Pure Hydrogen and PepsiCo to Begin Trial of Hydrogen-Fueled Trucks in Brisbane

Queensland's electric vehicle strategy.

In partnership with Pure Hydrogen, PepsiCo Australia will start the trial of a hydrogen-fueled heavy-duty truck at one of its Brisbane manufacturing sites.

Pure Hydrogen will supply a 160kW hydrogen fuel cell Prime Mover truck to PepsiCo. It will also include additional hydrogen fuel and refuelling as necessary. Pure Hydrogen will also provide repair and maintenance services.  This is part of the six-month trial that will begin in the second half of 2023. 

The purpose of the trial is to demonstrate the use of Hydrogen Fuel Cell Vehicles (HFCV) on a commercial scale. This will also be the first for the Fast-Moving Consumer Goods (FMCG) industry. 

Under the agreement, Pure Hydrogen will receive $98,400 over the six month trial; then PepsiCo will have the option to lease the truck from the company. Should PepsiCo choose to lease the truck, it will need to pay a monthly rate of $10,554 over a seven-year term. 

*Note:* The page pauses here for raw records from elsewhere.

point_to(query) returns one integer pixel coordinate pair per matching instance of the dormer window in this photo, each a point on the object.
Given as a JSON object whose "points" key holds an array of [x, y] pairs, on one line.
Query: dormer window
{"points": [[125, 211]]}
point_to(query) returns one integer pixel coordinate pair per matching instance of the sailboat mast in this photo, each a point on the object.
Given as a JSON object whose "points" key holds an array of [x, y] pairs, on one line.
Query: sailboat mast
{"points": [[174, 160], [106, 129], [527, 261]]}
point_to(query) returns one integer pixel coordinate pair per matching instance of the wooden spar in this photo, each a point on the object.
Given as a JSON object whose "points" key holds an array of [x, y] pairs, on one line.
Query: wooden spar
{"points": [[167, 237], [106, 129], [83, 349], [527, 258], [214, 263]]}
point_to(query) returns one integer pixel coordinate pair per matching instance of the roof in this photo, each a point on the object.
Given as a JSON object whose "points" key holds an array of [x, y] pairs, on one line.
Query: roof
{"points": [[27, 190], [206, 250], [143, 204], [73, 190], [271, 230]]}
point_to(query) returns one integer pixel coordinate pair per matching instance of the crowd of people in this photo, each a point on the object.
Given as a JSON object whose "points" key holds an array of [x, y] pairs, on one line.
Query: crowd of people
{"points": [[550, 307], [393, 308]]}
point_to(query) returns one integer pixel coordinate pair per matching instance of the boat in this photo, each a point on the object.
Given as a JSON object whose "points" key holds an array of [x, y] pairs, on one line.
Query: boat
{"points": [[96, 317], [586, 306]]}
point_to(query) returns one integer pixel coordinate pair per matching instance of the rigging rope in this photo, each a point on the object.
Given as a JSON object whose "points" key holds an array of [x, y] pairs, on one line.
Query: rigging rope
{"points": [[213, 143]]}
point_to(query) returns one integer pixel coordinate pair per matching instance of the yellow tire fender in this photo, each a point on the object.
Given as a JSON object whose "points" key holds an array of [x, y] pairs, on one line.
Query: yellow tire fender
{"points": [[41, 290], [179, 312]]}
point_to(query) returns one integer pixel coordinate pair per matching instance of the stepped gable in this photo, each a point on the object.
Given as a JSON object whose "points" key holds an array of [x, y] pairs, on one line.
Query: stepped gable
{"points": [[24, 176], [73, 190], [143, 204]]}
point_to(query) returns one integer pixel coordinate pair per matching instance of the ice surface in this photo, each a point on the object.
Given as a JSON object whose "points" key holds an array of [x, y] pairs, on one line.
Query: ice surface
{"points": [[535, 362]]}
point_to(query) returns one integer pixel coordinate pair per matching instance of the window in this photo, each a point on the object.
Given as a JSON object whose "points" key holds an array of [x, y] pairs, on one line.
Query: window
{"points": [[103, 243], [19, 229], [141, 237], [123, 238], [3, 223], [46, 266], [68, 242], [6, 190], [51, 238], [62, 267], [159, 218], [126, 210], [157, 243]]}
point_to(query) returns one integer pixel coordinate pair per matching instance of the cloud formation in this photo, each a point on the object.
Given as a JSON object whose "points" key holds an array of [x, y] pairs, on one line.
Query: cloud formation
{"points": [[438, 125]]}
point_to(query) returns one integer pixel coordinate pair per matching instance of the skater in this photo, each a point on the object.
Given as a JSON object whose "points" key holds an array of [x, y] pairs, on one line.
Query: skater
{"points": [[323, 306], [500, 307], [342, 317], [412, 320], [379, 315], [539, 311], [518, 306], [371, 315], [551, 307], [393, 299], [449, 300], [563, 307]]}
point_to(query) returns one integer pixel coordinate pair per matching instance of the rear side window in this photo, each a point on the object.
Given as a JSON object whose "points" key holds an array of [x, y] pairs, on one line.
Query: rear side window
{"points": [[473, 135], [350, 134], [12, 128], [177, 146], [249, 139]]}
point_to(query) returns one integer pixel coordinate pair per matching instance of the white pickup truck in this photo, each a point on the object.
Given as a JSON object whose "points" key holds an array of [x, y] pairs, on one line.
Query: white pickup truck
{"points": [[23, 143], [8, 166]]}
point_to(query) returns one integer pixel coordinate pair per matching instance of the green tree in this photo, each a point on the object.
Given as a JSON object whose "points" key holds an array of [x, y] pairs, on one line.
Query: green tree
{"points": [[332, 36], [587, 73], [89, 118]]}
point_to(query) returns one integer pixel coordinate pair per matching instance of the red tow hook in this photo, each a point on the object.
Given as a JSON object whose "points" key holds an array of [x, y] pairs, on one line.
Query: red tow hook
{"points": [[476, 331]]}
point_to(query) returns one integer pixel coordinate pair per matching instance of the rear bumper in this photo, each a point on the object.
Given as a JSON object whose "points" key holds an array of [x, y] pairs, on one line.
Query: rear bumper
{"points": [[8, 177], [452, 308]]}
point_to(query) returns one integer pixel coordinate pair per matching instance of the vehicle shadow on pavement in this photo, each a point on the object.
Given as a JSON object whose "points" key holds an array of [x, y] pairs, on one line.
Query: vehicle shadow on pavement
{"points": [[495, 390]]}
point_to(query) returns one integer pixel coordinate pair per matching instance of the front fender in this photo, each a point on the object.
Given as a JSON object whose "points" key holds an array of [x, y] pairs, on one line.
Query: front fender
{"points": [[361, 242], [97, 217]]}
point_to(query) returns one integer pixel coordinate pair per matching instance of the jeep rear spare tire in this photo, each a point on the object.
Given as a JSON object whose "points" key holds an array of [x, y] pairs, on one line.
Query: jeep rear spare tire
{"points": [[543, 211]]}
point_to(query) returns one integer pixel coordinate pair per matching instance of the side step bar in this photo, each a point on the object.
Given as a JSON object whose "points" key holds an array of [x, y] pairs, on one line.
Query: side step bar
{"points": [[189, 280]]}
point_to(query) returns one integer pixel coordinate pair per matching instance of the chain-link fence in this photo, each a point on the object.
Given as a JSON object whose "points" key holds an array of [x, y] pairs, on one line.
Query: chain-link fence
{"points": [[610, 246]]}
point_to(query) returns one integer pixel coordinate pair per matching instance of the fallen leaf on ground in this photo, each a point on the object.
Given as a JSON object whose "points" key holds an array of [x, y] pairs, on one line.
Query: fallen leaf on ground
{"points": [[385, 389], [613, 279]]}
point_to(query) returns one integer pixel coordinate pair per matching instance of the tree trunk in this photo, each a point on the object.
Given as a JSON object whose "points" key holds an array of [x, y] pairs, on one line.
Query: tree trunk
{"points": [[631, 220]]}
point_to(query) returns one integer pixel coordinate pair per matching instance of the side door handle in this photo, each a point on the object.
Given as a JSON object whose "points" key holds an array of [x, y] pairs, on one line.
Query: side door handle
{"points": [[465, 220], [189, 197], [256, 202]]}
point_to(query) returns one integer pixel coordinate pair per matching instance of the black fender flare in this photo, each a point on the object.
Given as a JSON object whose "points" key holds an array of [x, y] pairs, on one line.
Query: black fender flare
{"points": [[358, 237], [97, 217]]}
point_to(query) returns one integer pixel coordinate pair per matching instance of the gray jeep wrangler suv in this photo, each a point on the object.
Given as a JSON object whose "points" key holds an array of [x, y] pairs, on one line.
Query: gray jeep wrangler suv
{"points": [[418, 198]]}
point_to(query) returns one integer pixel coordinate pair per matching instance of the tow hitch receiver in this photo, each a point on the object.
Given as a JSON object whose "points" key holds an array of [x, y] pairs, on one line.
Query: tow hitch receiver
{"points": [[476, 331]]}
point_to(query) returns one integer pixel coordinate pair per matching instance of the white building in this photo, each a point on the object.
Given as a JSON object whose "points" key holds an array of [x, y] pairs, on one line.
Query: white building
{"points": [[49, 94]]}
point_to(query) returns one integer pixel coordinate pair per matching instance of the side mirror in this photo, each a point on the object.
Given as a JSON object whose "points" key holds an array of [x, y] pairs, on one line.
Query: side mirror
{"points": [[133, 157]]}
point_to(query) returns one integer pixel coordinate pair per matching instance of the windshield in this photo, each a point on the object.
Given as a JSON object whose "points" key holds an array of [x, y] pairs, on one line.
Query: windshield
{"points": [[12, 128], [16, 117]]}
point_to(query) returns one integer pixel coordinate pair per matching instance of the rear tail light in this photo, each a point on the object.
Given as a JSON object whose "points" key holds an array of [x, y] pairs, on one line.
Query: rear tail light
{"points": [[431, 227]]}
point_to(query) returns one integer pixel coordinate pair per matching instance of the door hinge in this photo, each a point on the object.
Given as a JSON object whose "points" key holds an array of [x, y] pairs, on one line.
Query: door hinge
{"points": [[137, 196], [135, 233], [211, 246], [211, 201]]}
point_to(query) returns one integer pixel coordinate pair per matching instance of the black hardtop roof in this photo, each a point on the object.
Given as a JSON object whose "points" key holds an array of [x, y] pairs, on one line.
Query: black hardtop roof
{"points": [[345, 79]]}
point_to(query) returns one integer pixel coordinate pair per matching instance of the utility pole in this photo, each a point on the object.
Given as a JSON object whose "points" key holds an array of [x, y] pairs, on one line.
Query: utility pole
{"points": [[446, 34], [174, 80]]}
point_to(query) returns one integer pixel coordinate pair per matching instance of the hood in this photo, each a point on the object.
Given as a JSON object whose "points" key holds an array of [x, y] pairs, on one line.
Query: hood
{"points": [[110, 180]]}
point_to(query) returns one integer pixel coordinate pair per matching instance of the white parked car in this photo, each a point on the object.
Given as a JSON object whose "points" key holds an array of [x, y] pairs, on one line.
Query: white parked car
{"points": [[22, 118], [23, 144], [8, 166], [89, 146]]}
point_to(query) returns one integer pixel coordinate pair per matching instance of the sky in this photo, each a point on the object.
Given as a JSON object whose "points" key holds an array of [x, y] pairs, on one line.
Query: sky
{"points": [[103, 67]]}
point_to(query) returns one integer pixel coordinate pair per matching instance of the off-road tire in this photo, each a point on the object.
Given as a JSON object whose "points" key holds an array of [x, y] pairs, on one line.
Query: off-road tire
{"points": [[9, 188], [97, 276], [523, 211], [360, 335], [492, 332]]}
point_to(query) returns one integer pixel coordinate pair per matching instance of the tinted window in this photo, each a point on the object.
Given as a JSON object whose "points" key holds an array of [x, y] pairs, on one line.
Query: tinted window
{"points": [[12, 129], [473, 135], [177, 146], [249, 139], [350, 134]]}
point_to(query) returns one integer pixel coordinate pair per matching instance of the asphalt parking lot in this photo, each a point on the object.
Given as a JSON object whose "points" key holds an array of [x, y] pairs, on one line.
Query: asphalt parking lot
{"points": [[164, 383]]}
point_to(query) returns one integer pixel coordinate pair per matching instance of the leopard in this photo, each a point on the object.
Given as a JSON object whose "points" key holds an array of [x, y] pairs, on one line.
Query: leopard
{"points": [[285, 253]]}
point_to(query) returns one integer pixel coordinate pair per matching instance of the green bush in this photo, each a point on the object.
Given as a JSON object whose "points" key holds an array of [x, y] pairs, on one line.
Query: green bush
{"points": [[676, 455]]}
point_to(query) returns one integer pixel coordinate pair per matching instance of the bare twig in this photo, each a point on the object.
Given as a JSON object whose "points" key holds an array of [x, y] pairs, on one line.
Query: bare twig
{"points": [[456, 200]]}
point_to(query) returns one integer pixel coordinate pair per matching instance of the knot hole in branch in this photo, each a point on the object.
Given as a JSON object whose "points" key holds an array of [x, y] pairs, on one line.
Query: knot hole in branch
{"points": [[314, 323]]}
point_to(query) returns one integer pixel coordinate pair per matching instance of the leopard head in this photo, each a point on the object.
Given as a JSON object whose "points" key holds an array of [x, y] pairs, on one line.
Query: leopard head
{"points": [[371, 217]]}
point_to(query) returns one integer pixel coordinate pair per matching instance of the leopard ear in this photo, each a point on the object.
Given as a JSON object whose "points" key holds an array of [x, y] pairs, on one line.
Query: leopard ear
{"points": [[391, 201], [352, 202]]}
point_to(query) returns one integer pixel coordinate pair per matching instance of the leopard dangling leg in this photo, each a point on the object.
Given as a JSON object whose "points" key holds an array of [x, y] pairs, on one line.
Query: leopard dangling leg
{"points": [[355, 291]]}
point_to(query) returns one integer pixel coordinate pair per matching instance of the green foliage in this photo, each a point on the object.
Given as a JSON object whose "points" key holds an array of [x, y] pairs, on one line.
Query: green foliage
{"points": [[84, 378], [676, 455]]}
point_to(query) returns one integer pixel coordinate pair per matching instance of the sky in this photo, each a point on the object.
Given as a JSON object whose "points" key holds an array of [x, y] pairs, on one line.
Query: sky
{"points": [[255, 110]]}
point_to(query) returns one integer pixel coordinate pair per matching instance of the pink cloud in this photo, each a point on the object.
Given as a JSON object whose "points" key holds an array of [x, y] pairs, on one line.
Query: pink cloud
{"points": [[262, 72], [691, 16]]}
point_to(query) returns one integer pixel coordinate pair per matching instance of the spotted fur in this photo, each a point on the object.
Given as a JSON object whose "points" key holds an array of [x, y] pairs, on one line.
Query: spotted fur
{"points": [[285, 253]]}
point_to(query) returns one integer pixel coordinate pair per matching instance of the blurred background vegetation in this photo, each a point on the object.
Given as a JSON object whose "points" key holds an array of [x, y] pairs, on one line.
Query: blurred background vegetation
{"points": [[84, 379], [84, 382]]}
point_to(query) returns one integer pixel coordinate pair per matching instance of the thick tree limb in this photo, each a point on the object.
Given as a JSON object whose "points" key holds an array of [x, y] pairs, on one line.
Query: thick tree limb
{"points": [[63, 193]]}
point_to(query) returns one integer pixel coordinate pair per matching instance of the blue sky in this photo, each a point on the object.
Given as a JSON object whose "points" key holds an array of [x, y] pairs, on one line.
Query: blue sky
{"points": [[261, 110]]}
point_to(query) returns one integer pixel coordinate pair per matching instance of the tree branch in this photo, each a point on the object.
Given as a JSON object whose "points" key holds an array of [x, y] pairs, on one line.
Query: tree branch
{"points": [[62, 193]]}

On the other hand, if PepsiCo chooses not to keep the truck at the end of the trial, Pure Hydrogen can lease it to another company. 

Fuel cell vehicles using hydrogen: how does it work?

Fuel Cell Electric Vehicles (FCEVs) use electricity to run the electric motor via a fuel cell powered by hydrogen. Therefore, it doesn’t get electricity from just a battery. Most FCEVs use the battery to recapture the braking energy and provide more power during short acceleration. 

There are so many benefits to FCEVs. One is their performance, as they are very quiet and energy efficient. In addition, it’s widely available with major automakers offering them for sale or lease. The number of fuel cell vehicles is also increasing, resulting in stakeholders ensuring hydrogen is even more available today. 

Although a fuel cell vehicle costs more than conventional cars, most leasing packages are reasonable with several inclusions, such as service, maintenance, and fuel. With these included, owning an FCEV is an excellent alternative to petrol or diesel-fueled cars. 

Hydrogen technology

Electrolysers are responsible for hydrogen technology. It uses electricity to split water into hydrogen and oxygen with no greenhouse gases. Earlier this year, Australian researchers made a giant step forward to lift the efficiency of electrolysers, making green hydrogen even more competitive compared to fossil fuels as an energy source. 

Hyatt developed patented capillary-fed electrolysis cells at the University of Wollongong. This development allows electrolysis cells to achieve 95 per cent efficiency, reducing waste significantly. 

Although electrolysis has been around for two centuries, the challenge is reducing the cell’s electrical resistance. According to Gerry Swiegers, the chief technology officer of Hysata and UoW professor said, “What we did differently was just to start completely over and to think about it from a very high level. Everyone else was looking at improving materials or an existing design.”

They used materials that are readily available to create a thin member, similar to a sponge, that sucks the water up between two electrodes. 

With this, it can be helpful to Australia in building core electrolyser technology by establishing a plant that can produce one gigawatt of electrolysers a year. 

Currently, several hydrogen projects across Australia can bring more FECVs to the market.